Monday, February 22, 2010

BC Transit finding tourist loot.

VANCOUVER — Olympic visitors are leaving a massive amount of lost goods on Vancouver’s public transit system, including cash, passports, bicycles, mobile phones and even artificial limbs.

“We’ve seen about a 50 per cent increase in the number of items turned in since the Olympics started,” TransLink spokesman Drew Snider said. And Olympic officials say they’re also dealing with a rising mountain of lost treasures as well. Transit and Olympic officials say lost and found items range from the mundane — wallets, tuques and mittens — to the absurd — child car seats and a dental retainer with a tooth still in it. Even a package of cigarettes recovered on a bus has been labelled, boxed and couriered to TransLink’s Stadium Sky-train lost property centre for processing.

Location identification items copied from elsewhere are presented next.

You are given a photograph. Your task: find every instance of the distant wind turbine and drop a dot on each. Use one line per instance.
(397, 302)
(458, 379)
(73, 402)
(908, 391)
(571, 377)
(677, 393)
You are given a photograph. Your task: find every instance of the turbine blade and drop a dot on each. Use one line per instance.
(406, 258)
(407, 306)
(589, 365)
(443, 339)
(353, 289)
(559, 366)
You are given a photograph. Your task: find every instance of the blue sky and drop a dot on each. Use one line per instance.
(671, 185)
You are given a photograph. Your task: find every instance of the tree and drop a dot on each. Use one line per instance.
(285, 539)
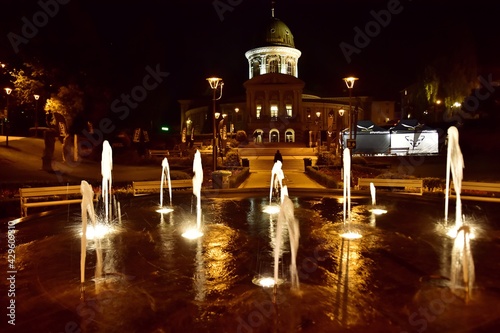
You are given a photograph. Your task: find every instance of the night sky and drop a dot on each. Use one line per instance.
(110, 43)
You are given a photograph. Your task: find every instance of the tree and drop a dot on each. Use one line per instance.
(28, 81)
(68, 101)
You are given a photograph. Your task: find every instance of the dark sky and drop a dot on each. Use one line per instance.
(111, 42)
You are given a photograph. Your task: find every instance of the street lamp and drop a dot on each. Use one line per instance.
(215, 83)
(8, 91)
(36, 114)
(349, 81)
(318, 122)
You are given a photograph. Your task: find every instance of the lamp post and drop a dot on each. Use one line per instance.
(36, 114)
(8, 91)
(349, 81)
(215, 83)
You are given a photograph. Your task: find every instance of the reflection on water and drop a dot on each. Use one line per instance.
(153, 279)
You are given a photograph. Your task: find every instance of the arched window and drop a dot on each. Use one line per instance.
(274, 135)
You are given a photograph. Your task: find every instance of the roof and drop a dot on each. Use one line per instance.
(274, 32)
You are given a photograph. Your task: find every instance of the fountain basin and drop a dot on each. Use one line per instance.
(155, 280)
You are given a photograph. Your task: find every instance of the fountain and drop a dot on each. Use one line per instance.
(87, 208)
(275, 188)
(202, 286)
(276, 184)
(348, 233)
(455, 164)
(462, 274)
(166, 284)
(165, 180)
(193, 233)
(286, 219)
(462, 265)
(106, 168)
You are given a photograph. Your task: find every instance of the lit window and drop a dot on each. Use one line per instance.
(274, 111)
(273, 66)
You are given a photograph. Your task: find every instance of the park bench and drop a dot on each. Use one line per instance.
(480, 191)
(153, 186)
(398, 183)
(164, 152)
(48, 196)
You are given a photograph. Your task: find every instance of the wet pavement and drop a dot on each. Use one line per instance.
(396, 278)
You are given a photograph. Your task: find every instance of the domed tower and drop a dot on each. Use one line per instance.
(276, 52)
(273, 90)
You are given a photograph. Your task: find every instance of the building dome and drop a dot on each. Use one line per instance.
(278, 33)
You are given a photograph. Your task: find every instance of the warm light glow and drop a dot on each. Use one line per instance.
(378, 211)
(453, 232)
(214, 82)
(349, 81)
(266, 282)
(192, 234)
(351, 235)
(98, 232)
(271, 209)
(164, 210)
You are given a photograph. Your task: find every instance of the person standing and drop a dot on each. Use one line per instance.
(278, 157)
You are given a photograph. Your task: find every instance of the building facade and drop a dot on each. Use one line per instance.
(275, 108)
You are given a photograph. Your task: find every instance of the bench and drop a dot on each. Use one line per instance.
(164, 152)
(153, 186)
(380, 182)
(48, 196)
(480, 191)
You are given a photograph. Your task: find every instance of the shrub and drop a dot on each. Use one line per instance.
(321, 177)
(239, 175)
(326, 158)
(241, 136)
(434, 184)
(232, 158)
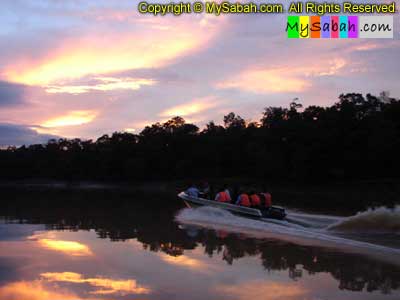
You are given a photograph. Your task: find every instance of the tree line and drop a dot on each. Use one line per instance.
(358, 137)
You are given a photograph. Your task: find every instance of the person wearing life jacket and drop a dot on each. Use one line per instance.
(192, 191)
(223, 196)
(243, 200)
(255, 200)
(267, 199)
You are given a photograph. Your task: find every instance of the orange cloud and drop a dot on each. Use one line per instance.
(192, 108)
(109, 52)
(265, 290)
(109, 286)
(34, 291)
(67, 247)
(106, 84)
(72, 118)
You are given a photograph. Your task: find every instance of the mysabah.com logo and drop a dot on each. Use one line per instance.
(339, 27)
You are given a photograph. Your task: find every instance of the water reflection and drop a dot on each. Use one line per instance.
(35, 290)
(152, 257)
(67, 247)
(107, 285)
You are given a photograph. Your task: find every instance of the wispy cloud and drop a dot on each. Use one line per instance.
(73, 118)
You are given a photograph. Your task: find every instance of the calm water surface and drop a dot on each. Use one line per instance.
(114, 249)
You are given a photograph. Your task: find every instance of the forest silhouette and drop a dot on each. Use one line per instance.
(358, 137)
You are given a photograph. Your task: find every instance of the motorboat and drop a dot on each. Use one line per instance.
(273, 212)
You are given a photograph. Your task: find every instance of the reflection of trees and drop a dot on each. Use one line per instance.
(119, 220)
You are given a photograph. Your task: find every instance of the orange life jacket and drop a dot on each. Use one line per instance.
(223, 197)
(244, 200)
(268, 199)
(255, 200)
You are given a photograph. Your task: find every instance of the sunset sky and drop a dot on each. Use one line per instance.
(84, 68)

All items are recorded, warehoused and catalogued with the time, description and location of where the item was recovered. For Vanoc, this includes the venue section and seat number if available, while TransLink records the route, location and run number. TransLink’s lost property storage centre has a whole area devoted to the dozens of crutches, canes, walkers and artificial limbs left by those who apparently boarded transit needing mobility aids and then somehow waltzed off without them.

Meanwhile, at the Vanoc claims centre, Hendrik Hoekema is one of 10 employees charged with the monumental task of collecting, sorting and reuniting a flood of lost belongings with their rightful owners.

Staffed by the charitable Network of Inner City Community Services Society, the claims centre has about 2,000 items and expects to have more than 12,000 by the end of the Olympics.

“Reading glasses — OK,” says Hoekema, answering the centre’s claims-report phone and jotting down the details of another lost item.  “At B.C. Place, uh huh, during the opening ceremonies, thank you.” Such impossible, Hail Mary claims are all too commonplace but are logged and rigorously followed up on nonetheless.

TransLink will donate any unclaimed cash to the United Way and give clothing and all other items to various local charities. A Vanoc spokesman said it will offer some of its found property — much of it Vancouver 2010 merchandise — to the Network of Inner City Community Services Society and auction the rest to help meet Vanoc’s operating budget.